Sunday, July 4, 2010

Foreign Fears: Terror Beneath the Sea (1966)

Terror Beneath the Sea (1966)

Director: Hajime Sato
Cast: Sonny Chiba, Peggy Neal, Franz Gruber, Steve Queens, Andre Husse, and Erik Neilson

Can ya'll say Sonny Chiba? Hell, yeah!
Chiba, last seen in Tarantino's Kill Bill films, has come a long way since starring in Terror Beneath the Sea, in which he plays Ken, an intrepid journalist.
During a Naval demonstration of a new weapon, a mysterious undersea man swims by the submarine. This sparks Ken and his beautiful sidekick, Jenny (read main squeeze), to investigate. They dive undersea, only to be captured by a crazy scientist intent on creating an army of fish men to take over the world (or at least the oceans of the world), using a top secret Processing Formula. Don’t panic, as the Processing Formula consists of getting a shot and then having to stand around in a gas chamber for ten minutes while all the actors grimace and frown and say things like 'proceed', and some funky electronic music plays in the background. Then a dubbed German scientist chains you to a table and does some half-assed operation. this is the part you can safely fats forward through. You ain't gonna miss anything. Chiba does nothing but grasp Jenny and look intense for the camera.
After this silliness if over, Ken and Jenny are offered the chance to join our crazy world dominating scientist because...well, that's never made exactly clear, seeing as how they're just a couple of meddling reporters. Maybe he's going to start his own undersea newspaper or something. The Daily Coral has a nice ring to it.
Ken and Jenny attempt to escape and are sentenced to become fish people as well. They get injected, stand around for a while in a gas tank, listen to the tunes, have a bunch of crap smeared on their faces by the special effects crew, and generally do a lot of kicking and screaming for no reason.

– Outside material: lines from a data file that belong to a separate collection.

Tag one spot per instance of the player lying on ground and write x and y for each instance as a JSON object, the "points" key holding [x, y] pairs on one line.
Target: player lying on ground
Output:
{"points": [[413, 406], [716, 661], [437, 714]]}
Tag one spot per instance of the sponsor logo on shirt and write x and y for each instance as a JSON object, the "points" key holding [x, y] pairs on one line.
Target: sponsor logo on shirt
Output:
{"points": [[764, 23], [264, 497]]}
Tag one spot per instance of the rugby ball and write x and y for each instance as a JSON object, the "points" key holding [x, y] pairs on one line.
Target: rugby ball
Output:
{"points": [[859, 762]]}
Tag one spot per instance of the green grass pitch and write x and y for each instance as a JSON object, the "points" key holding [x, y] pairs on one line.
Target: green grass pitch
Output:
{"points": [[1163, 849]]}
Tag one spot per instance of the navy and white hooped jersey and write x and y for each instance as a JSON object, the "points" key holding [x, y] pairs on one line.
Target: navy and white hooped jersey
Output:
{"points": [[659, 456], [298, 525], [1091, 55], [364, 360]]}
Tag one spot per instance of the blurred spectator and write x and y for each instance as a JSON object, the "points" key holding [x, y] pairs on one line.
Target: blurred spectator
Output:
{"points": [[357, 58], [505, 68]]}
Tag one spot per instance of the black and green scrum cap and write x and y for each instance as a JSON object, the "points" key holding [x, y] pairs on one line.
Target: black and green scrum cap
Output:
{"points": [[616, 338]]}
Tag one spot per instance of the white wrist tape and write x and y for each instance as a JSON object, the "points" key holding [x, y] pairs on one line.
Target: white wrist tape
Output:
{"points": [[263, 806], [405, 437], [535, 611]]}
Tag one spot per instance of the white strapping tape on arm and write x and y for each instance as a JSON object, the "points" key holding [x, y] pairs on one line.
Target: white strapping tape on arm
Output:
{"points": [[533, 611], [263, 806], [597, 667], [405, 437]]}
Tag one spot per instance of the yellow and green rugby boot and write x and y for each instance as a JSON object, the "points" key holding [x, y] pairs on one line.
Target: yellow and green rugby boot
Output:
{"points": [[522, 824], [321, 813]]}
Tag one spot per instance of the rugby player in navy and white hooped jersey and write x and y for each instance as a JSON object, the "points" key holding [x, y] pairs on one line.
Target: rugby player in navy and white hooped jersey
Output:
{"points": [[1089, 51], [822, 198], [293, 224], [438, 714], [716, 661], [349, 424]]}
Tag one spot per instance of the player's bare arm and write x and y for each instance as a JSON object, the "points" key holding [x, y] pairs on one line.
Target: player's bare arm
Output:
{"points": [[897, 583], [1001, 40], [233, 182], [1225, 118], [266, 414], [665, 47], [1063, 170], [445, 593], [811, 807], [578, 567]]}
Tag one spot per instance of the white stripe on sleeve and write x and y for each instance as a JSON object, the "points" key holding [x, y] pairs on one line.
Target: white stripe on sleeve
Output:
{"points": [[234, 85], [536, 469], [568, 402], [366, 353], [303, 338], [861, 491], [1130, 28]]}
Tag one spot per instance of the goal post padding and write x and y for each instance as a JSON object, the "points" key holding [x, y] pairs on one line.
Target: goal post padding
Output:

Meanwhile, and this is where the story gets dicey, there's a special agent scientist and his friends flying around in a plane over the ocean looking for them, a kidnapped scientist is dragged into the picture to do some more grimacing and yelling, and a submarine full of dubbed dolts attack the undersea facility, thereby pushing the story into a state of denouement, as the fish men attack their masters.
For an actor known for his fight scenes, there are precious few in Terror Beneath the Sea. Chiba has two rock em' sock em' scenes and they're short, and have been sped up to make them look more intense.
The stars of this film are the terrible fish men. Those rubber suits just look weird and might even give you a nightmare or two, with those alien bird eyes and those pointed faces. All in all it might keep you away from sushi for a bit.
The production values are typical Tokyo cheap and the director Sato doesn't show near as much verve as he did in his cult classic "Goke". The music is strictly background, except during the transformation scenes. There are no extras on this stripped down DVD.